Sono andata a cercare, nella scatola di metallo una volta piena di biscotti Lazzaroni, una foto in bianco e nero di quando avevo nove anni. Ho il vestitino bianco, riadattato, della prima comunione, accanto ci sono le mie sorelle, i genitori, gli zii e tutti, sorridiamo seduti davanti ad una lunga tavola piena di fiaschi, bottiglioni, bicchieri a calice e tovaglioli candidi come la tovaglia. Alle nostre spalle, sulla parete laterale del locale, pende in avanti, un grande specchio rettangolare, decorato con la stampa di una rosa rossa.
Quella foto, è il racconto di un banchetto di matrimonio castellano svoltosi nella sala dei Lombi: la nostra sala, ereditata dai nonni e nonne che l’avevano costruita letteralmente sasso su sasso, legno su legno, mattonella su mattonella, proprio per il loro divertimento più sentito: il ballo. 

Immagino con quanta emozione ed orgoglio i nostri antenati accennarono vestiti a festa, al primo giro di valzer sul pavimento nuovo, accompagnati dalle note di clarinetti e trombe.
Io, come tante altre bimbe, ho imparato a ballare nei cantoni della sala; tra spinte e salti, il ritmo della mazurca mi entrava nei piedi, nella testa, tanto che da signorina, diventata ballerina provetta, ero convinta che avrei sposato soltanto un uomo ballerino (!!!)

I fotografi di allora erano Ottorino Brandaglia e Marelli che veniva da Porto Santo Stefano. 
Altre foto in bianco e nero raccontano di veglioni di carnevale e di sala talmente gremita che le teste cosparse di coriandoli sembrano un tappeto.
Morivo dal freddo, ma le occasioni per indossare quell’abitino scollato, di raso e tulle rosa, erano così rare che per la Pentolaccia strinsi i denti e prima di salire ai Lombi, una sosta da Nada, la nostra parrucchiera-amica, per l’ultimo tocco ai capelli: cotonati e laccati non li avrebbe più smossi nemmeno quel ventaccio, che sempre tirava lungo le mura davanti alla sala.
Ballavamo a turno con i “fiocchetti” colorati.
I capisala, per evitare pienoni che generavano gomitate, chiamavano un colore e chi aveva quel colore ballava, i cavalieri tenevano il fiocchetto sul bavero della giacca e quasi nessuno sfuggiva al controllo.

Quanti sogni in quella sala!
Chi non ha vissuto una storia d’amore iniziata col ballo della mattonella?
Dal Porto arrivavano ragazzi allegri e chiassosi.
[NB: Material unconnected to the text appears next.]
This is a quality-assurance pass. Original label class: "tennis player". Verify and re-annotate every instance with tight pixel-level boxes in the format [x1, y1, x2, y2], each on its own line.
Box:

Venivano a “cavarci”. Chiedevano - “Sei impegnata?” - Si, sei balli - “Allora prenoto il settimo” e nelle pause offrivano da bere. Poi si innamoravano delle castellane.
Al bar, c’era l’aranciata san pellegrino, il chinotto, la spuma e naturalmente il vino ansonico. Ho una foto dove alla cassa c’è Amina della Balina, al banco Fermina di Luca, mentre il mio babbo fa il cameriere con un vassoio in mano e il tovagliolo sul braccio. 
I balli, ai Lombi terminavano dopo mezzanotte e si chiudevano con la quadriglia, che, con la “grande scena a mano” faceva incontrare tutti. Persone che si portavano rancore da anni, là, volenti o nolenti, dovevano stringersi la mano.
Poi … tutti a casa.
Assonnata, con il mal di piedi, non facevo più caso al vento che mi spettinava. Il divertimento effimero era finito. Mi portavo dietro la polvere, il sudore e nel cuore il calore di una stretta che era quasi un abbraccio e sicuramente amore, di quel ragazzo dallo sguardo tenero col ciuffo sulla fronte, che avrei ritrovato, col batticuore, proprio là nella nostra sala dei Lombi.

Quarantacinque anni dopo, la sala ritorna ai gigliesi e propongo, tra le molte idee che scaturiranno dalle associazioni, di conservarne la memoria attraverso l’esposizione permanente della sua storia scritta e illustrata ed esporla ad una parete, magari arricchita da oggetti e manufatti tipici della scomparsa civiltà artigiana e contadina.
Mi chiedo se per una volta, potremo ripetere la magia di un veglione tra di noi, ignorando il tempo, le rughe che ci hanno trasformato ed entrare nella festa (anche spinti dal vento) con la stessa freschezza di allora.